What am I looking forward to?

Walking. Walking in my daily life, to school, on my commute, to the shops and also walking at the weekends. Climate and babydom have been the main constraints to doing more here but I have missed it a lot.

The National Trust. No really! Not just the wonderful places to enjoy spending time with the family but also the whole concept. The idea that a group of interested citizens can work together, often through volunteering to steward something of national importance, whether wild places or houses of heritage. I think its something we take for granted but we shouldnt. Its a national treasure in itself.

Online shopping and being able to buy groceries in one place rather than the three regular places I go weekly here! The convenience wont make up for the seasonal local fresh stuff though.

Daffodils, bluebells and blackberries and all my benchmarks of the changing year. Over time I learnt more about the plants here but I still dont feel connected in the same way that you can walk down a familiar path amd know what to expect. In particular I have really missed our family haven and the peace and connection I find there.

Anchor friends. People whose friendship helps define who you are. Mine are in the UK. They have done an amazing job keeping in contact and we have nearly 60 different visitors in our three years but it is time to live in the same place and reconnect again.

Did I mention car parks, traffic junctions and roundabouts? I will never take road planning for granted again!

There is so much more to say, and I havent done justice at all to the wonderful people who have been part of our lives here. But for now. Greece, Adio!


One place at a time..

We are moving back to the UK in the Summer. It is a bizarre process in some ways, particularly with small children, because your head is full of big life questions but their daily needs are still so dominant. I was told once that people either experience life as ‘in timers’ where they are distracted by the moment, or ‘through timers’ where they always have some thought directed to whats happening next. I am very much in the first category. This poem tries to express how it feels when you are preparing to move. It reads slightly surreally and disjointed. But then again, that’s how it feels.

One place at a time

“When you move countries, you live where you are living all the time…until you dont.

All the normal mechanics of life only ever happen in one place at a time. You shop, cook, wash, supervise homework, go to the playground in the same way you always did.

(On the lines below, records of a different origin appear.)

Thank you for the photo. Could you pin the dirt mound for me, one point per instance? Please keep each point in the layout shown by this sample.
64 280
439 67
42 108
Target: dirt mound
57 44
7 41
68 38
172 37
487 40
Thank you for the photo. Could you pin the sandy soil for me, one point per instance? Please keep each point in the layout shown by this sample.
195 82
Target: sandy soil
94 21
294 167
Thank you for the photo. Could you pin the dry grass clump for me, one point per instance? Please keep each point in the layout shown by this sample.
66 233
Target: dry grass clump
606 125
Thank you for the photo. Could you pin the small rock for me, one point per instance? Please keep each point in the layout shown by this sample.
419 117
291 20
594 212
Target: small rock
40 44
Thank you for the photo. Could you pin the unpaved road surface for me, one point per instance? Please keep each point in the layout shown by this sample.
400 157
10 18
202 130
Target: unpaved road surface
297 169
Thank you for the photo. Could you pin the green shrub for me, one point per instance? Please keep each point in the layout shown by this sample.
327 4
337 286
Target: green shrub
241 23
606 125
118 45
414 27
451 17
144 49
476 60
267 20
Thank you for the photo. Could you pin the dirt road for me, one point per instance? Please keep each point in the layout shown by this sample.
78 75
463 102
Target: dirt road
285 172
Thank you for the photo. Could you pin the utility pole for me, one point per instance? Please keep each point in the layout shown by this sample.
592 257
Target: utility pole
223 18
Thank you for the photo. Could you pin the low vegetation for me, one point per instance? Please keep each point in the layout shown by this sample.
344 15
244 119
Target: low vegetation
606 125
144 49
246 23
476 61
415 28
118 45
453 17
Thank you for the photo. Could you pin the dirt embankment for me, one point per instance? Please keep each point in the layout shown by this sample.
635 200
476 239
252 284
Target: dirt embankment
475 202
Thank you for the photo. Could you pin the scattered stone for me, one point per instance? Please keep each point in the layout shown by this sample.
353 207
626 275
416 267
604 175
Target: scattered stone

“When are you leaving? How is packing going?” is what you think about with other people. When you are on your own, it is just a list of jobs that need doing, sometimes more or less complicated than at other times, and sometimes it all feels overwhelming, but whatever happens in life, aren’t there always lots of jobs to do and decisions to make?

At the weekend you go to a mixture of places you have been before and you like, and places you haven’t been before, Just because you won’t go many more times does not mean you aren’t fully experiencing it: Just because you might not see someone much or at all once you move does not mean you don’t value them or appreciate their friendship now.  Life is always moving on, even if you stay in one place.

But once you do move, you are no longer living there. You will then be experiencing somewhere else. And all the normal mechanics of life will take place there. And it doesn’t matter where you were living the week before, apart from the things in your head, like the fact that you might keep thinking you catch sight of people who you knew in the other place.

People don’t see you leave. It is just that you are no longer where they would normally see you. They might remark to each other that they miss you… Or they might not.

People don’t see you arrive. One day you just happen to interact with them in the course of their lives. They might say it’s nice that you moved there…. Or they might not.

Because their day is happening, just as yours is, in the place where they live.”